Maps to the Stars regia di David Cronenberg

Drammatico
recensione di Francesco Ruzzier & Alessandra P.

Benjamin è un bambino prodigio, star di una serie di film comici per tutta la famiglia che si atteggia ad adulto e possiede tutte le nevrosi e l'arroganza del navigato performer. La sua famiglia è formata da un padre psicologo dai metodi poco ortodossi e da una madre anch'essa attrice ma con poca fortuna, figlia a sua volta di una nota stella del cinema che forse dovrà interpretare nel film biografico a lei dedicato. Nelle loro vite arriva una ragazza con il volto sfregiato da un'ustione, determinata a lavorare come assistente di Carrie Fisher e innamorata di un'autista che sogna di fare l'attore. Assieme alla ragazza però arrivano anche strane visioni.
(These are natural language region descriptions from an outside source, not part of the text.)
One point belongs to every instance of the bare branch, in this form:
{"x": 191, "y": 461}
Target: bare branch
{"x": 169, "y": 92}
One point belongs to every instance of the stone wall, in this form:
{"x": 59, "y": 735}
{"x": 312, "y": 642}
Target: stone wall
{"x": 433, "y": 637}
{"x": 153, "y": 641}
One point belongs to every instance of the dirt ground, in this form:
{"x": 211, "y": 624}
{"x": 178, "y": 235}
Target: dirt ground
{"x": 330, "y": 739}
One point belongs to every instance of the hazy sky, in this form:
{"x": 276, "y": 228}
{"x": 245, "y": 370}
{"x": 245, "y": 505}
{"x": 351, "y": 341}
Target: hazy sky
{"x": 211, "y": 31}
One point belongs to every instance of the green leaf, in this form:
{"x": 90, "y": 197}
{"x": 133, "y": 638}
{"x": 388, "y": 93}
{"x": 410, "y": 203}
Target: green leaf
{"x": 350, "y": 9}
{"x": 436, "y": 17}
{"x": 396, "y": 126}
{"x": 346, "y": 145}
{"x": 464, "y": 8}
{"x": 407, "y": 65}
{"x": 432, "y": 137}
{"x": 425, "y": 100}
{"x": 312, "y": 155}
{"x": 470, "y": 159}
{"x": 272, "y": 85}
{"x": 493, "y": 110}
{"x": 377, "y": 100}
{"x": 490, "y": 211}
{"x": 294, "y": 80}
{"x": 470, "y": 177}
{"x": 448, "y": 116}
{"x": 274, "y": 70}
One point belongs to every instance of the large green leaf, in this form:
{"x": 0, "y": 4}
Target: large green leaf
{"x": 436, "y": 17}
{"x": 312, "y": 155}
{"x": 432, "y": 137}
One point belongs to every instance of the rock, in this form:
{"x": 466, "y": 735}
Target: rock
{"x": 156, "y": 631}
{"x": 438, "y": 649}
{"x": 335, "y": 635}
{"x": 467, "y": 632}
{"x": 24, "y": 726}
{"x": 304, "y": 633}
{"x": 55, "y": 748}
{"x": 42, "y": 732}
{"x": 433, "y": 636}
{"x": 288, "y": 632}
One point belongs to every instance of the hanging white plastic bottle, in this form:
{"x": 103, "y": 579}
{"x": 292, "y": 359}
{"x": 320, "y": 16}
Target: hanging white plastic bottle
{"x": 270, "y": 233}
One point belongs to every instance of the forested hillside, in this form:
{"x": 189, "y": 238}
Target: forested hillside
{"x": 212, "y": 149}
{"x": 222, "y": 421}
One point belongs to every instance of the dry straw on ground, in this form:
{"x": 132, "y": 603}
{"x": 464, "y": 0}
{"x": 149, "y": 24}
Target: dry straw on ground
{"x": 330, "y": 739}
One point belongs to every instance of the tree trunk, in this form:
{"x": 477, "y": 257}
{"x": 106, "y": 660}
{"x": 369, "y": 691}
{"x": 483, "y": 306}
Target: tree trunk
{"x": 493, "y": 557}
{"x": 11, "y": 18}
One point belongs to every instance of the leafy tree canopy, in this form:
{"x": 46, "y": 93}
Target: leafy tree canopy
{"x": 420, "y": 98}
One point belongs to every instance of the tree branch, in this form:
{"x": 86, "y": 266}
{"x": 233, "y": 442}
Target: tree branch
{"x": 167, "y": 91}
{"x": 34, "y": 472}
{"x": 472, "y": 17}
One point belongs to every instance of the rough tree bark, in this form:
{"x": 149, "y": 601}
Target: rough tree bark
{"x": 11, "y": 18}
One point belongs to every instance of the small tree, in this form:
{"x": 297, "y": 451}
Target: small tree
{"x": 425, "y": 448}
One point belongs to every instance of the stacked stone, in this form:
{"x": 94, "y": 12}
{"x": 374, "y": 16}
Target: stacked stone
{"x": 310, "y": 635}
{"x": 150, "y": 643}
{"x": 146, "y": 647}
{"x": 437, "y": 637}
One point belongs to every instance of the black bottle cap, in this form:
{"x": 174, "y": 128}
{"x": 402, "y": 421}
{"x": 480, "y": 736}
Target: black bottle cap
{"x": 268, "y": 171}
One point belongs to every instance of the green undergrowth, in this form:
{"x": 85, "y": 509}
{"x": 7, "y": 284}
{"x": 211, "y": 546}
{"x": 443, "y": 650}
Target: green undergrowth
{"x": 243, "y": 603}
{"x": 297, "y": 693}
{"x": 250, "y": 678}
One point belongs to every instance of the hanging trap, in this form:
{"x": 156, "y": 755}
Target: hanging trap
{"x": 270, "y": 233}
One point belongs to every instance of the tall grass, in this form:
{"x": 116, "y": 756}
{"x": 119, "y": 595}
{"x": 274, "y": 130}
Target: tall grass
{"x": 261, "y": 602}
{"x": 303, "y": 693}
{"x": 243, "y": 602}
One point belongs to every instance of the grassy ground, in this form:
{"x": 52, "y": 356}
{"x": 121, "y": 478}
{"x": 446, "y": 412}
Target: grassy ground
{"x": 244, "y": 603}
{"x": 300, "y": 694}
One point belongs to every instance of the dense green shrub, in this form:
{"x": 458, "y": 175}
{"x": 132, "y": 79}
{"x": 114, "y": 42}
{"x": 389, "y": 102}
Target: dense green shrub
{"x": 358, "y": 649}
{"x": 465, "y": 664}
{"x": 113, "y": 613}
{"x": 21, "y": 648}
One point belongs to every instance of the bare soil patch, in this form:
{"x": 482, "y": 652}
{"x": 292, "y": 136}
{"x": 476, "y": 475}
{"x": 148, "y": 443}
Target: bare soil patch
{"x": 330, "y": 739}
Francesco Ruzzier (voto 9):

Con Maps to the Stars, presentato in concorso alla 67° edizione del Festival di Cannes, David Cronenberg continua ad adottare, come in gran parte delle sue ultime opere, un approccio psicanalitico, utilizzato questa volta per mappare le ossessioni del firmamento hollywoodiano. Robert Pattinson, promosso ad autista dopo Cosmopolis, viene ingaggiato da Mia Wasikowska per un tour tra le ville delle star, mentre un'attrice sulla via del declino (Julianne Moore) racconta i propri dilemmi al suo terapista (John Cusack) e un baby-divo (Evan Bird) discute con la madre-agente (Olivia Williams) su come ottenere il massimo dei ricavi dal prossimo contratto. Il film parte utilizzando un tono leggero, quasi da commedia, riuscendo così a presentare l'aspetto esteriore dei personaggi e le strategie opportuniste con cui essi si rapportano tra loro in modo leggero ed efficace. Poco dopo il regista canadese vira su atmosfere inquietanti, quasi lynchiane, mettendo in scena in maniera diretta il manifestarsi delle ossessioni, degli incubi e delle fobie dei protagonisti. Ben presto si scopre infatti che Cronenberg, per raccontare la sua inquietante visione di Hollywood, volendo mostrare ciò che si trova al di sotto della superficie, ha scelto la via del ghost movie, perchè, secondo il regista, sono diverse tipologie di fantasmi a perseguitare i personaggi che ha messo in scena. Tutti, in Maps to the Stars, sono profondamente ancorati ad un passato che ritorna ossessivamente e ciclicamente e, soprattutto, tutti questi fantasmi sono strettamente legati a problemi familiari: ci sono figli che ritornano dal passato, genitori mancanti, figli rifiutati e dipendenza dai figli, molestie sessuali, confronti generazionali e perfino rapporti incestuosi. Nel film i problemi riguardano quasi sempre l'assenza di una posizione salda e rassicurante; nessuno possiede delle certezze su cui costruire la propria quotidianità, tutti sono sempre in bilico, temono il confronto e hanno costantemente il terrore di essere rimpiazzati. Tutti vivono in uno stato di perpetua follia dal quale sembra non esserci nessuna via d'uscita.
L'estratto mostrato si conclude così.